What is FRED?
What it is, why it exists, and how it works. No jargon.
The Problem
AI agents are becoming the main interface between people and the internet. They browse, purchase, schedule, and research on your behalf.
But when an agent visits a website today, it faces a wall. There are 12+ different discovery protocols it needs to check — MCP, A2A, OpenAPI, llms.txt, Schema.org, robots.txt, and more. Each with their own file format, location, and setup process.
Site owners have to implement each one separately. Agents have to check each one separately. The agentic web is arriving — but it has no unified map.
The Solution
One JSON file. One well-known URL. Full story.
Any entity — a business, a person, an API, a community, a product — adds a fred.json file to their domain. FRED binds all existing protocols into a single entry point. AI agents read one file and know everything.
The 8 Layers
Only the first layer (Identity) is required. Everything else is optional and progressive.
| Layer | Question it answers | Example |
|---|---|---|
| Identity | Who are you? | Name, type, URL, contacts |
| Capability | What can you do? | Create CVs, search products, send emails |
| Interaction | How do I talk to you? | REST API, MCP server, GraphQL |
| Trust | Why should I trust you? | Verified business, 4.7★, 99.95% uptime |
| Pricing | What does it cost? | Free / $12/mo Pro / Enterprise |
| Context | What should I know? | FAQs, limitations, SLA |
| Discovery | Who is related? | Partners, integrations, alternatives |
| Policy | What are the rules? | Rate limits, data rights, attribution |
Protocol Map
FRED doesn't replace any of these protocols. It references them — telling agents where to find each one.

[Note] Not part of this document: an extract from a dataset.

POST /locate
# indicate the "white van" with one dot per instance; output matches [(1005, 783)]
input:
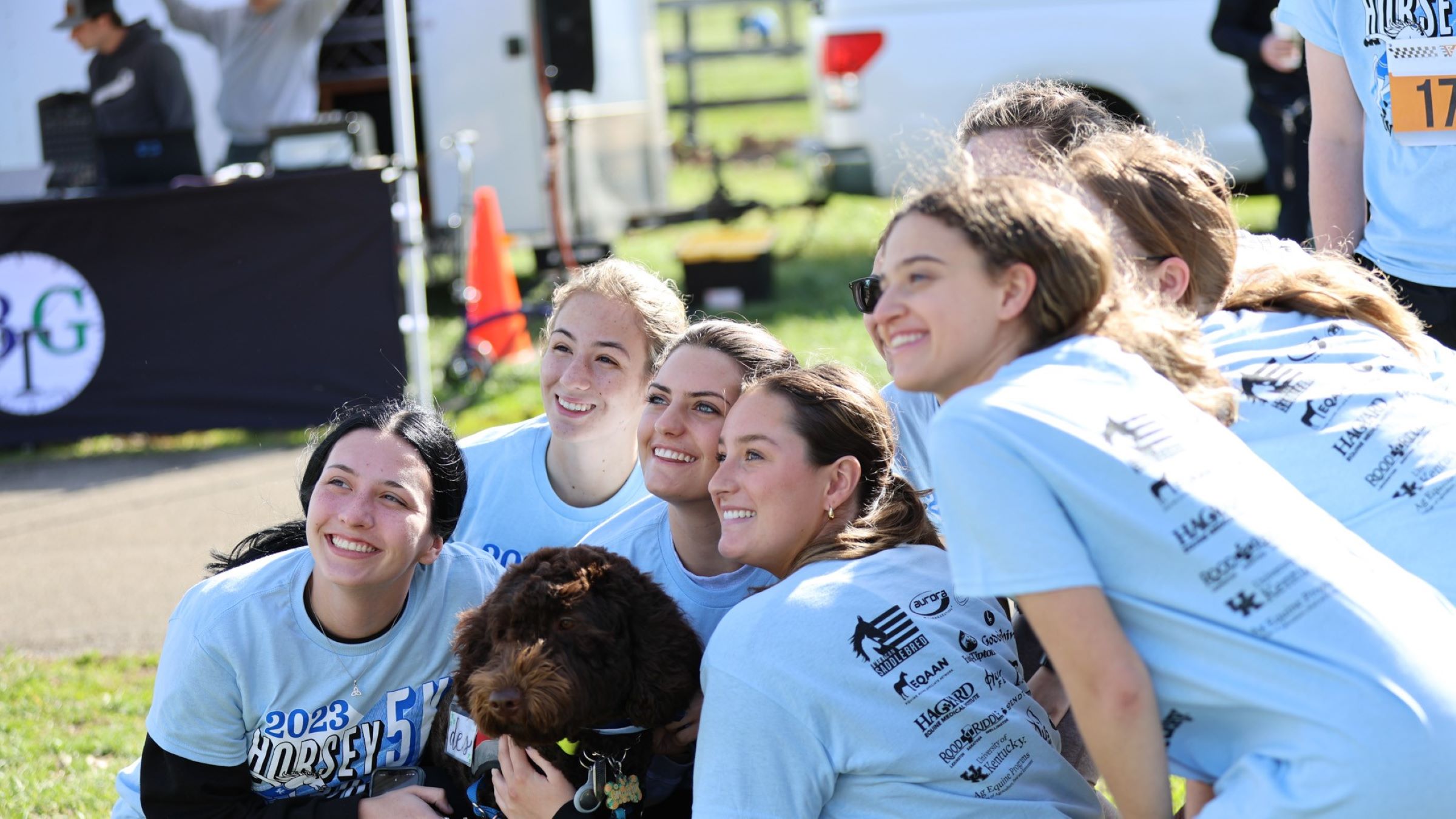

| Protocol | What it does | How FRED references it |
|---|---|---|
| MCP | Tool calling for AI agents | interaction.protocols[].type: "mcp" |
| A2A | Agent-to-agent communication | interaction.protocols[].type: "a2a" |
| OpenAPI | Machine-readable REST API contracts | interaction.protocols[].type: "openapi" |
| llms.txt | Structured context files for LLMs | context.llms_txt → URL to your llms.txt |
| ADP | Agent deployment and lifecycle | capabilities[] describes deployed agents |
| Schema.org | Semantic markup for search engines | Complementary — FRED is agent-first, Schema.org is crawler-first |
| robots.txt | Crawler access rules | policy.agent_policy extends this for AI agents |
| security.txt | Security disclosure contacts | trust.security.security_txt → URL |
| WebFinger | Resource and person discovery | Complementary identity discovery standard |
| JSON-LD | Linked data in JSON format | Complementary — FRED uses plain JSON, not RDF |
| Sitemap.xml | Content index for crawlers | context.knowledge_base can point to sitemaps |
| DNS TXT | Domain metadata via DNS | _fred.domain TXT records for discovery without HTTP |
Why It Matters
The web standardized on HTML. Email standardized on SMTP. The agentic web needs a standard too.
FRED is not a product. It's infrastructure. Open source, Apache 2.0, community-governed. Anyone can implement it. No account, no API key, no dependency on any company.
Every entity that adds fred.json makes the agentic web a little more navigable for every agent and every user.